English from down under: fair dinkum !

English from down under: Fair dinkum !
Australian English has words which have meanings you do not expect. Examples are "fair dinkum" (meaning: 'of course I am telling the truth') and "You little ripper !" (meaning: 'Words of praise fail me' ) or "Not my bowl of rice" (meaning: 'Not my cup of tea' or 'I don't like it'). There also Australian words which have a completely different meaning in British English and American English which can lead to very confusing answers.

Cook
Imagine you ask the question, "Where's the cook?" when you are in London then the answer is most likely "He is cooking a meal in the kitchen". In Australia the question could result in a completely different answer. In Australia the answer could be "I don't have a wife. I am not married". In Australia the word "cook" refers to one's wife instead of someone who works in a kitchen preparing food.

Duchess
Imagine asking the question "Where's the duchess?" when you are in a stately manor in the Cotswolds. In England the answer will most likely result in "The lady of manor is not at home". The word "duchess" refers to a woman of peerage. In Australia the answer could be "There is no duchess in this house". In Australian English the word "duchess" refers to a sideboard. So the question can result in a confusing answer if you are not familiar with the Australian meaning of the word "duchess".

Butcher
In England asking the question, "Where's the butcher?" will result in someone pointing you in the direction of shop where you can buy meat. In Australia you would not be directed to a shop where you can buy meat. You would be directed to a boozer or a pub. In Australian English the word "butcher" refers to small glass of beer.

Snag
In the UK the word "snag" has several meanings. It refers to an unexpected or hidden obstacle or drawback. A sentence could be "There's one small snag". It could also refer to a sharp angular or snagged projection. A sentence could be "When I raised my binoculars to a snag, or a jagged top of a broken burned-out tree I found myself locked in a gaze with a female on her nest."

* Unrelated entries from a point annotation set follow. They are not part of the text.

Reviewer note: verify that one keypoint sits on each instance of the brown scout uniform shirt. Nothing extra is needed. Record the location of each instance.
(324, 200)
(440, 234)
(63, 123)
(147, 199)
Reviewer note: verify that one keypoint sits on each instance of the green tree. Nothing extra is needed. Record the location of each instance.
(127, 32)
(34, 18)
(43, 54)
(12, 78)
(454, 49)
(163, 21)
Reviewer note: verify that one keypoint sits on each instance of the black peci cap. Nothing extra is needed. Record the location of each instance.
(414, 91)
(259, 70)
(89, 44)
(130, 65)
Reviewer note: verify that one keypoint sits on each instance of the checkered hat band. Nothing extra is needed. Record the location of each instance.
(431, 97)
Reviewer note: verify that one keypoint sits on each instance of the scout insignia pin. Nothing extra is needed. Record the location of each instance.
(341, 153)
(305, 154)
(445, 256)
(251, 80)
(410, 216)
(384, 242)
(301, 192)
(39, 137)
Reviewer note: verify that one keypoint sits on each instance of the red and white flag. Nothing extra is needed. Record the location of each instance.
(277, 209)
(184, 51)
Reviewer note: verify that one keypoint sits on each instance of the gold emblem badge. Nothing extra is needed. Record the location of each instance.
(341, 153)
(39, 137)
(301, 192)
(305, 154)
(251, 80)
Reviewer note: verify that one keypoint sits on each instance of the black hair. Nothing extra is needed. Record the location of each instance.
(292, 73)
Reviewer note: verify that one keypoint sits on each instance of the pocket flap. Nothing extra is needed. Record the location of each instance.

In the US a "snag" means something completely different. The word "snag" refers to a 'dead tree' like in the sentence "Dozens of species of birds and mammals use standing snags for nesting.". Snag is also used as an abbreviation so as to refer to particular type of man. In street lingo snag stands for "Sensitive New Age Gay". It is the modern term for a effeminated metrosexual. In Australia the word "snag" has a meaning which has no resemblance to the meanings of the word in American English or British English. In Australian English the word "snag" refers to a sausage.

The meaning of a word can greatly differ depending on the country in which you are at that particular point in time. So fair dinkum I would be a drongo if I do not understand a sandgroper. They would probably think of me as not the full quid. What a right plonker they would think me to be. And that's not my bowl of rice.